We must learn to live together as brothers, or perish together as fools.
—Martin Luther King, Jr.
© Phil Cohran
The brotherhood of the eight young men who make up the Hypnotic Brass Ensemble is literal. They’re all sons of Phil Cohran, a legendary Chicago trumpeter who turned his back on commercial music to pursue astral jazz (with Sun Ra), proto-funk, and Black consciousness. But Cohran’s ultimate avant-garde experiment was with his own sons. They lived an insular communal existence with Cohran and their two mothers—“Mama Maia” and “Mama Aquilla”—complete with homemade clothes, vegeterianism, and invented holidays. Starting at age three, the boys also joined the family band. Rehearsals began each morning at 5:00.

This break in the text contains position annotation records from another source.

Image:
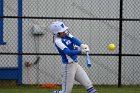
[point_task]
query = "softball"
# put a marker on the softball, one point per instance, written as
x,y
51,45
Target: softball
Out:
x,y
111,47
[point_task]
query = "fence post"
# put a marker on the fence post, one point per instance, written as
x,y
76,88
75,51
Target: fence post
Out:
x,y
1,23
20,41
120,43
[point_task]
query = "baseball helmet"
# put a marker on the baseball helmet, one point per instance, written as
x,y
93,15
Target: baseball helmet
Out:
x,y
57,27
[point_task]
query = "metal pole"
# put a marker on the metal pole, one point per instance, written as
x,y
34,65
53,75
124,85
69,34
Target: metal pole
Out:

It’s tempting to dub them the “anti-Jackson 5.” Joe Jackson whipped his sons (sometimes literally) into a pop act destined for top-of-the-charts success; Phil Cohran, with nonviolent means, melded a category-defying brass band in order to shield his sons from the dangers of their South Side ghetto and from the corrupt dog-eat-dog marketplace. In the process, their father would teach them “to create sounds that would fuse with the body and heal the soul,” and to serve as an inspiration for all families and children seeking something better.
Phil Cohran’s lessons did have some things in common with Joe Jackson’s: he expected greatness from his sons, and taught them they were different—indeed better—than others. He trained them to rely on each other and to mistrust outsiders. Whatever the ambitions, it’s a lot for a group of young boys to shoulder.
Now the boys are grown up, in their 20’s and 30’s. When they raise eight brass bells to the sky, they make music that is at once indescribably joyful, unremittingly exciting, and undeniably together. It’s also a unique blend of often-disparate black-music currents, from jazz to soul to funk to hip-hop. In this purely musical realm, Phil Cohran’s experiment in brotherhood has definitely borne fruit.
But there’s more to a life in music, and to life in general. As the brothers try to make their own way in the wide world—whether playing for quarters in Times Square, wowing a jazz festival in Amsterdam, collaborating with Mos Def and Damon Albarn or negotiating with managers and record labels—they find the ideals their father bred into them tested and tested again. Indeed, they must question whether their fathers’ values really are their own.
Brotherhood, whether biological or ideological, is never easy. Brothers Hypnotic is a coming-of-age story—for eight young men, and for an ideal.